I ran into a lady I had once taken a writing class with. Before even a hello, she asked me what I thought of the shades of grey poo, need I say more. I did add that I am jealous, perhaps a step above jealous. The kind of jealous that looks down on jealous, with its nose up high. A horrible color on me but there I was completely cloaked in it wearing it without shame. In her case, it would not have killed her to have someone edit the sex book before filling her money room. I am pretty sure her money room is bigger than Scrooge McDuck’s. While she swims around deep in her coins in her money room as all rich folk do, a school of writers who clearly missed this class, lie awake choking on her inability to use the language correctly as well as her repetition and and and and.
I read through another writers work and it just doesn’t sit well with me. Perhaps it just doesn’t resonate. At this point I realize that he is brave. He strips off his clothes everyday to show the world more than most and invites a criticism that only creative’s attract.

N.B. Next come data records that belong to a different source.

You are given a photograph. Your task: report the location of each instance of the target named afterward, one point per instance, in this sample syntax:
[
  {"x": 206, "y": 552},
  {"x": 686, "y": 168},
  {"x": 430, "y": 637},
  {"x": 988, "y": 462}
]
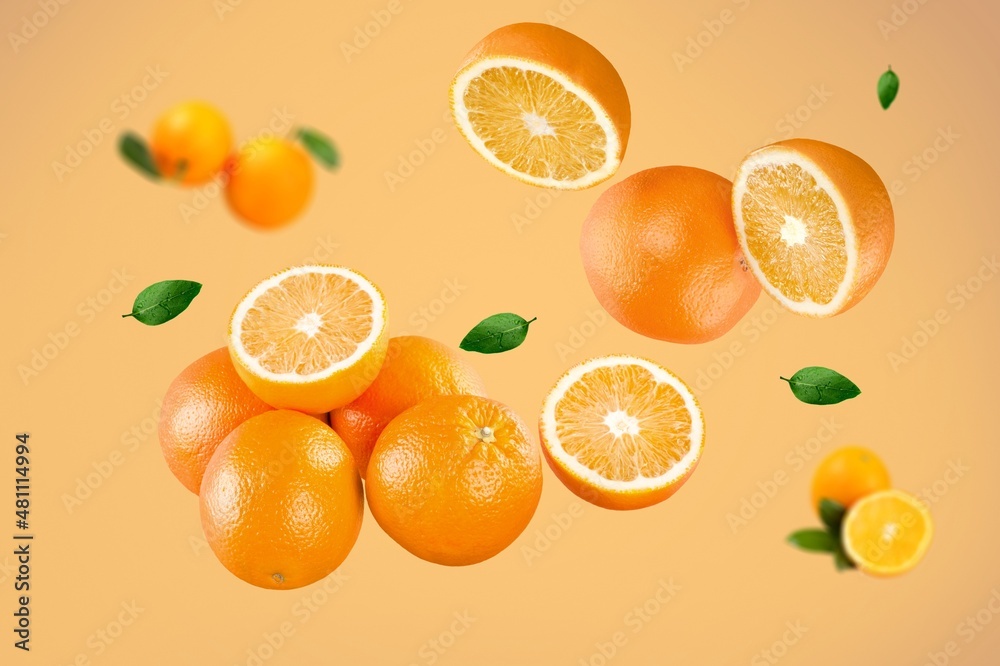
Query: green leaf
[
  {"x": 159, "y": 303},
  {"x": 888, "y": 87},
  {"x": 813, "y": 541},
  {"x": 134, "y": 150},
  {"x": 320, "y": 147},
  {"x": 821, "y": 386},
  {"x": 832, "y": 514},
  {"x": 499, "y": 333}
]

Tell me my math is off I will open a book. Tell me that which I awaken everyday to do and the only thing that brings me happiness is terrible, well then you might as well rip from my body my beating heart and eat it. Not that constructive criticism isn’t welcomed. We are all learning and growing, this is important. Also lets not forget our tastes differ and I am okay with that. I am not the kid on the playground who is going to try make best friends with all the others kids. But respect the fragility of the creative soul, give it air to breath. Every person who wakes up everyday to create in my books is brave as hell.